I sit down on a pew for a brief meeting with the Boss, which always leads to the same conclusion: You’re big, I’m small; You’re right, I’m wrong. These regular meetings could probably be replaced by a mass memo, but it’s important for us peons to feel that management is listening. (Spotting leather-bound scripture on the podium reminds me there have been memos, but I haven’t spent enough time reading them, which is odd since I’m usually so attracted to black leather.)

I have no legitimate gripes with cosmic administration, because my troubles are mostly my own handiwork, but that doesn’t stop me from whining and bitching. How about you? Speaking of the water of life, it’s time to hustle over to the famous Peñafiel underground springs for a tour.

Take a taxi to the mineral water bottling plant. In front is a mysterious stone tower with barred windows ascending diagonally along an interior staircase up to a railed lookout at the top. What’s that for? I wonder.

My tour group is a crowd of Mexican kids, moms, and grandmas. Apparently, men are only interested in mineral water when it contains a shot of whisky. (Bourbon also comes from corn, guys. Are you paying attention now?)

Entering the facility, we pass by a white and pink rock garden with scores of rare cacti. A cave mouth yawns ahead. We descend into the dark and dank under a tiled archway and a family coat-of-arms. The long low tunnel resembles those plaster rocks on a Disney ride.

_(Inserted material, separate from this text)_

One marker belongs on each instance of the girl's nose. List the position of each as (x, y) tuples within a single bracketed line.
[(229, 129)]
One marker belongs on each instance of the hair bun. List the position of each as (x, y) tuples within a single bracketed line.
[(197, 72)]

Eventually, we reach a large open-roofed cavern where the 1st spring pours from the wall into an alabaster basin. I drink some. The taste is refreshing but a bit salty from the minerals dissolved en route from Pico de Orizaba. This water has a sacred history. On the side of the cavern is a mural of Natives using the springs for curative rituals then later to grow maize.

Here is the primordial source of American food. Before Hollywood celebrities came to Tehuacan spas for natural cures and health rituals, before Spaniards bottled nature’s brew to make an easy fortune, ancient cave-dwellers dammed and channeled the valley’s springs to make their lives easier by irrigating the new-fangled invention of corn.

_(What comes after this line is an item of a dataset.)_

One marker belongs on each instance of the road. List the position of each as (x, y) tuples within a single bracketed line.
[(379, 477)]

We wind around in more cool, cramped, humid tunnels. A 2nd spring flows like liquid glass from a side channel, passes an antique brass bottling-machine, then tumbles into a clear deep pool in a round cave rigged with spotlights to accentuate the dramatic water theater. Chiseled over an exit is a quote from the creation story of Genesis: “The spirit of God moved over the face of the water.”

Cheesy or not, the point of the melodrama is well taken. Moderns who consider pure water less essential than cell phones are badly mistaken. Civilization is built on water, not oil or gold or literary masterpieces. A tall spiral staircase leads us up a claustrophobic tube that turns out to be the previously-mentioned tower when we step out into another essential element: fresh air. Returning to my hotel, I drink deeply, breathe deeply, and sleep deeply. Tomorrow, I'll visit the exact birthplace of American cuisine.